720 W. Partners, LLC v. Alvarez
This text of 720 W. Partners, LLC v. Alvarez (720 W. Partners, LLC v. Alvarez) is published on Counsel Stack Legal Research, covering Appellate Terms of the Supreme Court of New York primary law. Counsel Stack provides free access to over 12 million legal documents including statutes, case law, regulations, and constitutions.
Opinion
against
Maria Alvarez, Respondent-Tenant-Appellant, -and- "John Doe" and "Jane Doe," Respondents-Undertenants.
Tenant appeals from (1) an order of the of the Civil Court of the City of New York, New York County (Arlene H. Hahn, J.), entered on or about April 29, 2015, after a hearing, which granted landlord's motion for entry of a final judgment of possession pursuant to a stipulation settling a holdover summary proceeding, and (2) an order of the same court (Jean T. Schneider, J.), dated May 13, 2016, which denied tenant's motion to stay execution of the warrant of eviction.
Per Curiam.
Order (Arlene H. Hahn, J.), entered on or about April 29, 2015, affirmed, without costs. Appeal from order (Jean T. Schneider, J.), dated May 13, 2016, dismissed, without costs, as abandoned.

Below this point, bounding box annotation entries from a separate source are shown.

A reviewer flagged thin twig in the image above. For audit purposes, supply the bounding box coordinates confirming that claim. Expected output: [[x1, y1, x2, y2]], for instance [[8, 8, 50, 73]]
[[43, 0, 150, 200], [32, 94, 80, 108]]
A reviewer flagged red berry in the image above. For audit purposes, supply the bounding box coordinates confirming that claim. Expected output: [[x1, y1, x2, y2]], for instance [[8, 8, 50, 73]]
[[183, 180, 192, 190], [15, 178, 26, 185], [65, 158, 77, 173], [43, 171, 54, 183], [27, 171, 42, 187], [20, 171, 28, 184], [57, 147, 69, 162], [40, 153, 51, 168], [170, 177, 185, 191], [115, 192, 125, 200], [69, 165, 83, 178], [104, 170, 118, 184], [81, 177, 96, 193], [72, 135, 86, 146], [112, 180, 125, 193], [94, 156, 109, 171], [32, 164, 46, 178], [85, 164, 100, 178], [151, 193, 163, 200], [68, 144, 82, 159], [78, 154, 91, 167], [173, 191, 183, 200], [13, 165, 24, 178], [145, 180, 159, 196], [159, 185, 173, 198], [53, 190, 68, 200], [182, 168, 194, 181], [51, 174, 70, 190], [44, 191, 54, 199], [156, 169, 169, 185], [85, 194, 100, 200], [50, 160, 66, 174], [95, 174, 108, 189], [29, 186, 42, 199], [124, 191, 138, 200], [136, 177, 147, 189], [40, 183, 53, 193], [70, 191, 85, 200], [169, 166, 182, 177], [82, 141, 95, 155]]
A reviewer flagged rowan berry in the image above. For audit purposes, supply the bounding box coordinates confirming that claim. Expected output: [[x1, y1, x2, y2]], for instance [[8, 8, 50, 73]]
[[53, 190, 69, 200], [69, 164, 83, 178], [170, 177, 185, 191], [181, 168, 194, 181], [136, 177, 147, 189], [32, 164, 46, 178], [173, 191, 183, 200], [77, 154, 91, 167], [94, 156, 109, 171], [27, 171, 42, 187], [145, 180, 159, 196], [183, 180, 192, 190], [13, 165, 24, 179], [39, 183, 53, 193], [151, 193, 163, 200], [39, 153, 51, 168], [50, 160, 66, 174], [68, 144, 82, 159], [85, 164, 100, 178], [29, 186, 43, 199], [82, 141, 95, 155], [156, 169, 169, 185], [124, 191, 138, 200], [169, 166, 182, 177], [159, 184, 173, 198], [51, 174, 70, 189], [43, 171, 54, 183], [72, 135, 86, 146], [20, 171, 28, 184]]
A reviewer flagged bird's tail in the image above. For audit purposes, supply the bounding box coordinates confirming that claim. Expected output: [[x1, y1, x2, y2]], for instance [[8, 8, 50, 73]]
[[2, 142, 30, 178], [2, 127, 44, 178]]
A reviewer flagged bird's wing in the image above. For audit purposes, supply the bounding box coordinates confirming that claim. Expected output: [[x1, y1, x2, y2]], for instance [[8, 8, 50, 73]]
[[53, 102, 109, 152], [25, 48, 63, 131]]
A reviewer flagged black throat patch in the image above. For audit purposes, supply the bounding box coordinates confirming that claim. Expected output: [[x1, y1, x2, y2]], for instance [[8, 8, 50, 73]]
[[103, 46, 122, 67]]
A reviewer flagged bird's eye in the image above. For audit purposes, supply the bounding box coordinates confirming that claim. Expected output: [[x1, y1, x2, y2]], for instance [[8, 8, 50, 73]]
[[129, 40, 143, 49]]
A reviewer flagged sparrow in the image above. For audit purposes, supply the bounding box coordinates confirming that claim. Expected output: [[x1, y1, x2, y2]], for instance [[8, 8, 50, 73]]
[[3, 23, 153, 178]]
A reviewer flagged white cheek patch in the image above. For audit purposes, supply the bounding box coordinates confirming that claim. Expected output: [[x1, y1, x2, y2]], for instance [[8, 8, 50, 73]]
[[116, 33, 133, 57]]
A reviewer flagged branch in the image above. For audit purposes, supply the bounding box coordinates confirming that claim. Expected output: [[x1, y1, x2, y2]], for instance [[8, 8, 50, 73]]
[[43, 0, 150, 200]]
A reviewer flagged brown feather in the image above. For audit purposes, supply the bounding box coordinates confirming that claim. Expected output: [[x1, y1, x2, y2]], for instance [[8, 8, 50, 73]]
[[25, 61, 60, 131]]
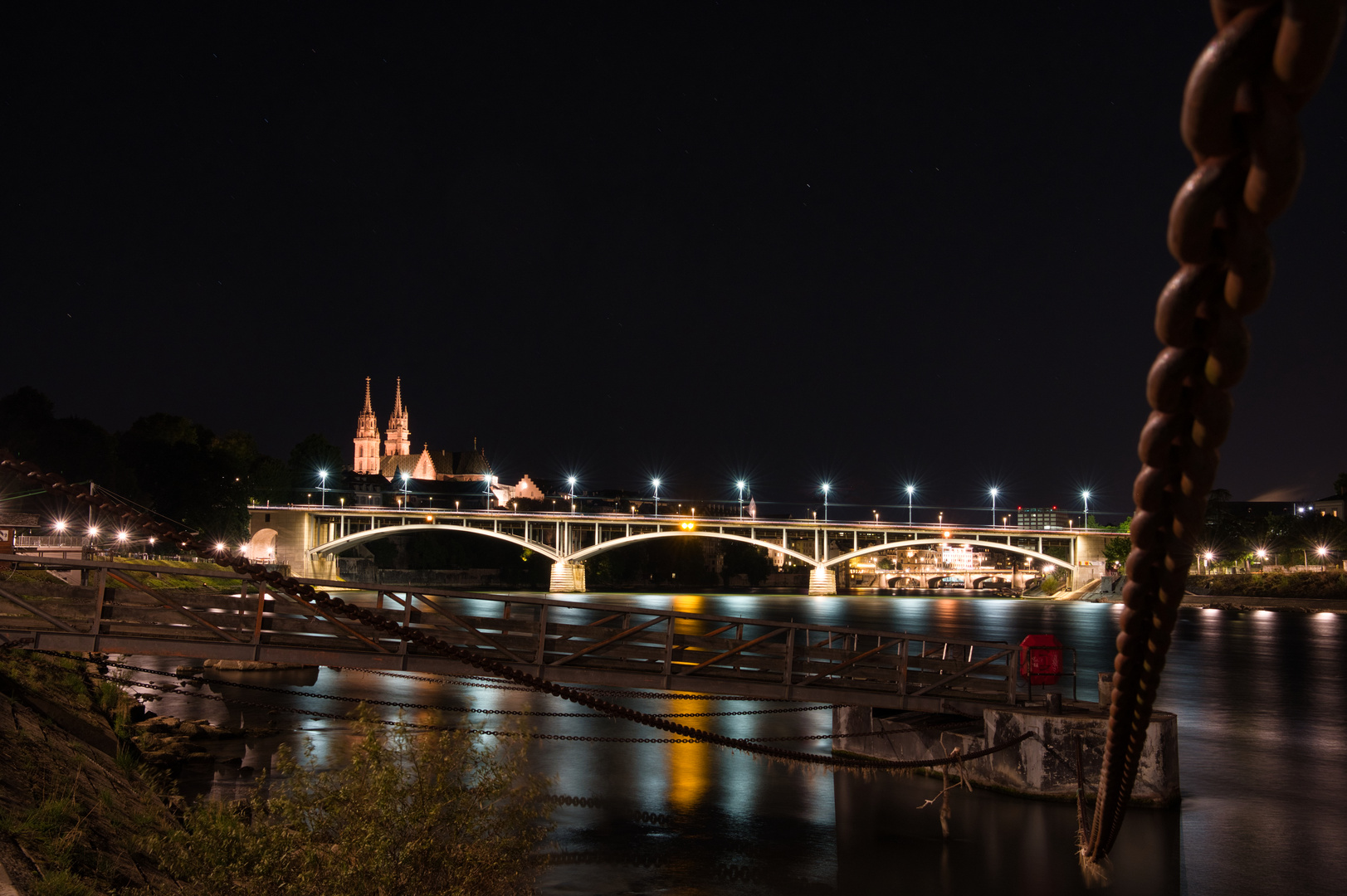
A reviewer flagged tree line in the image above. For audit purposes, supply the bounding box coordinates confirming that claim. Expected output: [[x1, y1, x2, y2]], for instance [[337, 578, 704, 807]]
[[0, 387, 341, 540]]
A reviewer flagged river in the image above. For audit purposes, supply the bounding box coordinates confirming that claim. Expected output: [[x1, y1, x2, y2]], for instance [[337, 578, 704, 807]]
[[121, 594, 1347, 894]]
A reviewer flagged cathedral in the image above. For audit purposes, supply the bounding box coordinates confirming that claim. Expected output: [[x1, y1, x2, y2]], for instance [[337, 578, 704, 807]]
[[352, 376, 543, 507]]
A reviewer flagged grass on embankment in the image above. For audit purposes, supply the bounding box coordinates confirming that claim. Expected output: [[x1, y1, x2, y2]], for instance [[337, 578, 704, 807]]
[[1188, 572, 1347, 601], [0, 650, 171, 896]]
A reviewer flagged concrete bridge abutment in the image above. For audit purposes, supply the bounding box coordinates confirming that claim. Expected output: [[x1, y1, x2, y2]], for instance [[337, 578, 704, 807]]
[[809, 566, 838, 597], [547, 561, 584, 594]]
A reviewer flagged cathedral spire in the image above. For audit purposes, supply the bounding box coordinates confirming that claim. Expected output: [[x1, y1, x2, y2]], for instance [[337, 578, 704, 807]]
[[384, 377, 412, 457], [352, 376, 378, 473]]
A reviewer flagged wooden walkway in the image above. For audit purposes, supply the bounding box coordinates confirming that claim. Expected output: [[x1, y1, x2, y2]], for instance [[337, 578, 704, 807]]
[[0, 555, 1020, 715]]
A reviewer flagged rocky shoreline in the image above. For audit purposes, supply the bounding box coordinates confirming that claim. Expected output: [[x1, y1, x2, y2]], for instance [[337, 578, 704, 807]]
[[130, 715, 277, 777]]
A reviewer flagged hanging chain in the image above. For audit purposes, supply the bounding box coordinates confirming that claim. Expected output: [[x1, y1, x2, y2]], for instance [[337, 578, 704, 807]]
[[1081, 0, 1345, 862]]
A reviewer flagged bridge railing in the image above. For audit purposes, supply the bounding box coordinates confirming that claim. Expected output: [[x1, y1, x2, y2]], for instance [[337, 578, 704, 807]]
[[0, 557, 1020, 712]]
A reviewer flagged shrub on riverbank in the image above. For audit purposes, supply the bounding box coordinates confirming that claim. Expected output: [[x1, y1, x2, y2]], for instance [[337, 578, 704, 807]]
[[139, 718, 549, 896], [1188, 572, 1347, 600]]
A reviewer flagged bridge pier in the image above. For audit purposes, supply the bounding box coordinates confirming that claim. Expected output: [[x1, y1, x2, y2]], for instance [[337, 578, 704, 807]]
[[809, 566, 838, 597], [547, 561, 584, 594]]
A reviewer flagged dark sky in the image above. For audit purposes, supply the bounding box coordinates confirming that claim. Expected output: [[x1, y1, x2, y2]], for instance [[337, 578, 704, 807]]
[[0, 0, 1347, 516]]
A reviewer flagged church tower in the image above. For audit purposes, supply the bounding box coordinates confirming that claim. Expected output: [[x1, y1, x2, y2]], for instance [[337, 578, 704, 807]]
[[354, 376, 378, 473], [384, 377, 412, 457]]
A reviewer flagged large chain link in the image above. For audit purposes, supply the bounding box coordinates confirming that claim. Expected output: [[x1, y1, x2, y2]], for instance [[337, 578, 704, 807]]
[[1081, 0, 1345, 862]]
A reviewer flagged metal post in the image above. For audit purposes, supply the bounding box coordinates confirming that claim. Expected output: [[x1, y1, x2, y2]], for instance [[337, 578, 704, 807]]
[[89, 566, 108, 635], [534, 604, 549, 665]]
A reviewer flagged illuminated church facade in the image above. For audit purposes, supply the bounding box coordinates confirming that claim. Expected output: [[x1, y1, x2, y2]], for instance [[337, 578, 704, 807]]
[[352, 376, 543, 507]]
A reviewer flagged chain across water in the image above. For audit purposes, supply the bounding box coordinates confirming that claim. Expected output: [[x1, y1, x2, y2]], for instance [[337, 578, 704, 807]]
[[1081, 0, 1347, 864]]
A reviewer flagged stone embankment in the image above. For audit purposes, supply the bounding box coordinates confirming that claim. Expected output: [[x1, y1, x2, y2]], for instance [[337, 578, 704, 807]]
[[130, 715, 276, 777]]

The evidence adduced at the hearing amply supports Civil Court's determination that tenant breached the two-attorney, so-ordered stipulation settling the underlying nuisance holdover proceeding. Landlord's witnesses - six building residents and the superintendent - testified that tenant repeatedly violated paragraph 7 of the stipulation by failing to accompany her permanently-excluded, adult son, Carlos, into and out of the building when he visited, and allowing him to stay in her apartment overnight. Indeed, tenant acknowledged in her own testimony that she did not always escort Carlos out of the building after he visited the apartment. While the tenant cannot be answerable for the conduct of her adult child, or for his decisions regarding where to go, she may be held responsible for her own conduct in violation of the stipulation (see Matter of Romero v Martinez, 280 AD2d 58, 63 [2001], lv denied 96 NY2d 721 [2001]).
In view of the fully supported finding that tenant breached the stipulation, landlord was properly granted a possessory judgment, "the contracted-for consequence of ... tenant['s] own failure to do that which [she] promised to do" (Hotel Cameron, Inc. v Purcell, 35 AD3d 153, 155 [2006], quoting 1029 Sixth v Riniv Corp., 9 AD3d 142, 150 [2004], appeals dismissed 4 NY3d 795 [2005]; see 565 Tenants Corp. v Adams, 54 AD3d 602 [2008]).
THIS CONSTITUTES THE DECISION AND ORDER OF THE COURT.